Experiments were conducted in the towing tank facility at the Kelvin Hydrodynamics Laboratory (KHL) at the University of Strathclyde. Qualisys system is used to capture the vehicle motion in waves. Both time domain and frequency domain analyses have been conducted. The results have shown that the vehicle velocity and response in waves are highly related to their natural frequency. The data collected in the study will also be used for further numerical simulations and design optimization.
Wave gliders or wave-propelled vehicles are a new type of autonomous surface vehicle (ASV) which harness wave energy to move the vehicle through the water. Its enduring appearance at sea serves as a long-standing platform for ocean research, surveillance, defence and etc. purposes. The renowned products include the wave glider by, AutoNaut and the "Black Pearl" (Sun et al., 2022) wave glider. The vehicle is made up of two primary parts: a surface float that floats on top of the water and houses the propulsion, navigation, and sensor systems, and a subsurface glider that is tethered to the surface float and uses wave motion to propel itself forward.

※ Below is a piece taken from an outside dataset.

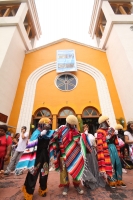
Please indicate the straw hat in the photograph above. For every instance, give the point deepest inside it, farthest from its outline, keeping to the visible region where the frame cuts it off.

The wave glider transforms the vertical motion of the waves into horizontal propulsion through a process known as "heaving." While the surface float is largely immobile, the subsurface glider travels up and down with the waves. Following that, a series of mechanical or hydraulic linkages turn this motion into thrust.
Wave gliders are commonly used for extended oceanographic missions that involve monitoring ocean conditions, such as temperature, salinity, and pH levels, tracking marine life, and measuring ocean currents. They are also utilized in search and rescue operations, coastal surveillance, and oil spill monitoring. Their ability to run for extended periods without refuelling, thanks to their wave energy propulsion, makes them ideal for long-term missions. However, it's worth noting that traditional wave gliders are limited in speed. The general cruise speed is around 1 knot; some high-performing vehicles can reach 3kn. This limits its capability and operational efficiency for missions. Its core issue relates to a technology called wave propulsion, which was originally developed to propel large ships only by waves. But now wave-assisted propulsion is more used for energy saving and reducing ship motions at sea. To improve the performance of wave propulsion for gliders, Yang et. al first built a fully-coupled CFD model and attempted to use a torsional spring for tandem foils to enhance the propulsion force (Yang et al., 2019; Yang et al., 2018). However, traditional wave gliders normally have the surface body and the underwater body distanced to use the orbital velocity difference in different water depths. This creates a large drag body as it travels through a larger area of water. How to develop a wave glider with low drag and high propulsion is the research focus.